As AI Champion for the Creative Industries, I will use salons, roadshows and sector engagement to gather feedback and feed it back into government. This will help ensure the plan remains practical, current and grounded in the needs of creative businesses, freelancers, workers and rightsholders.

Conclusion

The UK creative industries are already adopting AI. The question is no longer whether AI will affect the sector, but how adoption is shaped.

The opportunity is significant. AI can help creative businesses reduce repetitive work, improve workflows, reach audiences, develop new products and compete internationally.
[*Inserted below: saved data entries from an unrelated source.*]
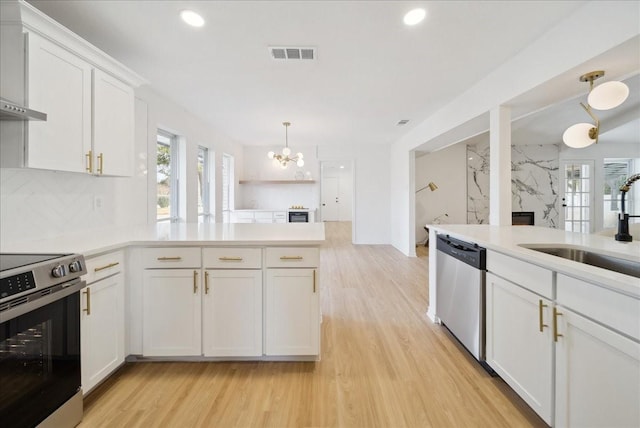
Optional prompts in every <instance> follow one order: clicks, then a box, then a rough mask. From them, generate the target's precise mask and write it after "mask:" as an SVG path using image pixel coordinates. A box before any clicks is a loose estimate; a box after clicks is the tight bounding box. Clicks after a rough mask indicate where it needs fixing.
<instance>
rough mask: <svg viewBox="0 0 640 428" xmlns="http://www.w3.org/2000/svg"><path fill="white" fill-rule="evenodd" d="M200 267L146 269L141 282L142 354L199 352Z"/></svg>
mask: <svg viewBox="0 0 640 428" xmlns="http://www.w3.org/2000/svg"><path fill="white" fill-rule="evenodd" d="M199 273H200V269H146V270H145V272H144V277H143V278H144V279H143V283H142V298H143V302H144V303H143V310H142V328H143V331H144V336H143V337H144V338H143V344H142V354H143V355H144V356H145V357H157V356H162V357H165V356H167V357H171V356H193V355H200V353H201V343H202V342H201V334H202V333H201V331H202V330H201V328H202V323H201V300H200V299H201V298H200V294H201V290H200V289H201V287H200V275H199Z"/></svg>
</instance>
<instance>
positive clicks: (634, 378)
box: [554, 306, 640, 428]
mask: <svg viewBox="0 0 640 428" xmlns="http://www.w3.org/2000/svg"><path fill="white" fill-rule="evenodd" d="M557 311H558V316H557V318H558V321H557V322H558V327H557V328H558V332H559V333H558V334H561V335H562V336H561V337H558V341H557V343H556V385H555V389H556V406H555V408H556V419H555V425H554V426H556V427H586V426H594V427H611V428H614V427H620V428H622V427H638V426H640V405H639V404H640V343H638V342H636V341H634V340H631V339H629V338H628V337H625V336H624V335H622V334H619V333H617V332H615V331H612V330H610V329H608V328H606V327H604V326H602V325H601V324H599V323H596V322H593V321H591V320H589V319H587V318H585V317H583V316H580V315H578V314H577V313H575V312H573V311H571V310H569V309H568V308H565V307H562V306H558V307H557Z"/></svg>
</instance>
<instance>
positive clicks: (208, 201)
mask: <svg viewBox="0 0 640 428" xmlns="http://www.w3.org/2000/svg"><path fill="white" fill-rule="evenodd" d="M210 176H211V171H210V170H209V149H208V148H206V147H202V146H199V147H198V222H199V223H209V222H210V221H211V220H212V218H211V205H210V200H211V199H210V191H211V184H210V178H209V177H210Z"/></svg>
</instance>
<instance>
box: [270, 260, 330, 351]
mask: <svg viewBox="0 0 640 428" xmlns="http://www.w3.org/2000/svg"><path fill="white" fill-rule="evenodd" d="M319 262H320V255H319V251H318V249H316V248H267V249H266V263H267V272H266V276H267V280H266V281H267V283H266V287H265V293H266V299H265V308H266V316H265V331H266V338H265V354H266V355H270V356H289V355H301V356H305V355H306V356H315V355H318V354H319V352H320V298H319V294H320V293H319V291H320V290H319V289H318V278H317V268H318V265H319Z"/></svg>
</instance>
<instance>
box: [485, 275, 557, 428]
mask: <svg viewBox="0 0 640 428" xmlns="http://www.w3.org/2000/svg"><path fill="white" fill-rule="evenodd" d="M486 279H487V281H486V283H487V294H486V304H487V307H486V332H487V335H486V337H487V349H486V352H487V356H486V357H487V363H488V364H489V365H490V366H491V367H492V368H493V369H494V370H495V371H496V373H498V374H499V375H500V377H502V379H503V380H504V381H505V382H506V383H507V384H508V385H509V386H510V387H511V388H513V390H514V391H516V392H517V393H518V395H520V397H522V399H524V401H526V402H527V404H529V406H531V408H533V410H534V411H535V412H536V413H537V414H538V415H539V416H540V417H542V419H544V421H545V422H546V423H548V424H550V425H551V424H552V404H553V377H552V374H553V366H552V362H553V337H552V333H551V327H550V326H551V312H552V304H551V302H550V301H549V300H548V299H544V298H542V297H540V296H538V295H536V294H534V293H532V292H530V291H528V290H525V289H524V288H521V287H519V286H518V285H516V284H513V283H511V282H510V281H507V280H505V279H502V278H500V277H497V276H495V275H493V274H491V273H487V276H486Z"/></svg>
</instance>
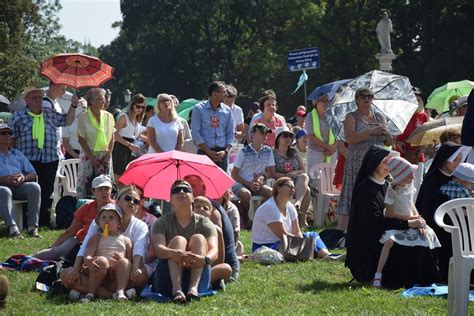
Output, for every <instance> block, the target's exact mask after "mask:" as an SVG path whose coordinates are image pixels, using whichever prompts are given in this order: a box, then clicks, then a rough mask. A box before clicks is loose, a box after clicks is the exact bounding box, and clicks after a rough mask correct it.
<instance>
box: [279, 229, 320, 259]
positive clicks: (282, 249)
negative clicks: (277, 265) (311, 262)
mask: <svg viewBox="0 0 474 316" xmlns="http://www.w3.org/2000/svg"><path fill="white" fill-rule="evenodd" d="M280 253H281V254H282V255H283V258H284V259H285V260H286V261H299V260H312V259H314V237H295V236H288V235H286V234H285V235H283V237H282V239H281V241H280Z"/></svg>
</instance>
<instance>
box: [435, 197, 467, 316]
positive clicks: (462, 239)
mask: <svg viewBox="0 0 474 316" xmlns="http://www.w3.org/2000/svg"><path fill="white" fill-rule="evenodd" d="M445 215H448V216H449V218H450V219H451V221H452V223H453V224H452V225H449V224H446V223H445V222H444V218H445ZM434 219H435V221H436V224H438V226H440V227H442V228H444V230H445V231H447V232H448V233H451V238H452V244H453V256H452V257H451V259H450V260H449V275H448V315H467V314H468V310H467V309H468V303H469V283H470V279H471V271H472V270H473V269H474V231H473V230H474V199H472V198H471V199H456V200H451V201H448V202H446V203H443V204H441V205H440V206H439V207H438V209H437V210H436V212H435V215H434Z"/></svg>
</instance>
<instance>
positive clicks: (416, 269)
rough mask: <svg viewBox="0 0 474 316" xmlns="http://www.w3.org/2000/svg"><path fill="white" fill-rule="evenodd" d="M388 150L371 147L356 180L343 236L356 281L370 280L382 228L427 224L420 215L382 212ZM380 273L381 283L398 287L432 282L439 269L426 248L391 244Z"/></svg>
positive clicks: (386, 165)
mask: <svg viewBox="0 0 474 316" xmlns="http://www.w3.org/2000/svg"><path fill="white" fill-rule="evenodd" d="M389 154H390V152H389V151H387V150H385V149H384V148H382V147H379V146H372V147H370V149H369V151H368V152H367V154H366V155H365V157H364V160H363V162H362V166H361V168H360V170H359V173H358V175H357V179H356V182H355V187H354V192H353V195H352V206H351V212H350V215H349V226H348V229H347V237H346V247H347V257H346V267H348V268H349V269H350V270H351V273H352V275H353V277H354V279H356V280H357V281H359V282H364V283H368V282H370V281H371V280H372V278H373V276H374V274H375V271H376V269H377V263H378V260H379V257H380V251H381V250H382V246H383V245H382V244H381V243H380V242H379V239H380V237H381V236H382V234H383V233H384V231H385V230H390V229H401V230H404V229H408V228H409V227H412V228H419V227H423V226H424V225H426V223H425V221H424V219H423V218H419V219H414V220H408V221H402V220H398V219H393V218H386V217H385V216H384V214H383V210H384V208H385V204H384V198H385V192H386V190H387V187H388V183H386V182H385V177H386V176H387V175H388V170H387V160H388V159H389V158H390V156H389ZM383 276H384V277H383V280H382V286H383V287H385V288H400V287H411V286H413V285H414V284H425V285H428V284H431V283H433V282H436V281H438V277H439V273H438V270H437V268H436V265H435V262H434V259H433V256H432V254H431V251H430V249H429V248H426V247H421V246H417V247H407V246H402V245H399V244H394V246H393V247H392V249H391V251H390V255H389V257H388V259H387V263H386V265H385V267H384V270H383Z"/></svg>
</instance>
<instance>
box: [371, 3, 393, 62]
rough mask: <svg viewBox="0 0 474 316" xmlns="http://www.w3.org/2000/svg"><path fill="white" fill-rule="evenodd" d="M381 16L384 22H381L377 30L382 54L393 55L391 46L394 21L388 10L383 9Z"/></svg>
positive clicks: (378, 37)
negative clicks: (391, 37) (392, 26)
mask: <svg viewBox="0 0 474 316" xmlns="http://www.w3.org/2000/svg"><path fill="white" fill-rule="evenodd" d="M380 14H381V15H382V20H380V22H379V23H378V24H377V28H376V29H375V30H376V32H377V38H378V40H379V43H380V54H393V51H392V46H391V44H390V33H392V32H393V28H392V20H390V18H389V16H388V10H386V9H382V10H380Z"/></svg>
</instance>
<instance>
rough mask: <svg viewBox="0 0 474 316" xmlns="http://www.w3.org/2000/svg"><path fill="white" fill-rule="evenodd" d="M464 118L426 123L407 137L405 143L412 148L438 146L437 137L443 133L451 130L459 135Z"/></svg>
mask: <svg viewBox="0 0 474 316" xmlns="http://www.w3.org/2000/svg"><path fill="white" fill-rule="evenodd" d="M463 119H464V117H460V116H458V117H445V118H442V119H438V120H433V121H429V122H426V123H425V124H423V125H421V126H420V127H418V128H417V129H416V130H414V131H413V133H412V134H411V135H410V137H408V139H407V142H409V143H410V144H412V145H413V146H423V145H433V144H439V143H440V140H439V137H440V136H441V134H442V133H443V132H444V131H447V130H453V131H457V132H459V134H461V128H462V122H463Z"/></svg>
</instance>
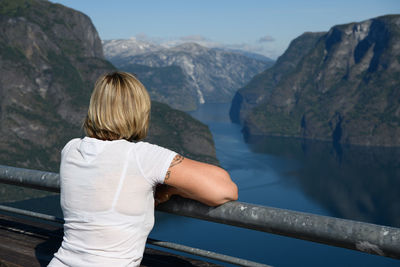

It can support the growth of creative businesses and strengthen the UK’s global leadership in creativity and technology. By accelerating our AI adoption with the right frameworks and support, our creators can secure a lasting international advantage.

But if adoption is opaque, extractive, poorly governed or concentrated among larger firms, it could undermine trust, disrupt entry routes and widen existing inequalities across the creative industries.

That is why the UK needs a practical, trusted and augmentation-first adoption plan for the creative industries.

As AI Champion, my role is to convene, listen, challenge, champion responsible use and build confidence across the sector. I want to support a creative economy where technology strengthens human creativity, more firms can scale, freelancers and small businesses are not left behind, and the UK becomes the global home of trusted createch.

AI adoption in the creative industries should not be something that happens to the sector. It should be something the sector shapes.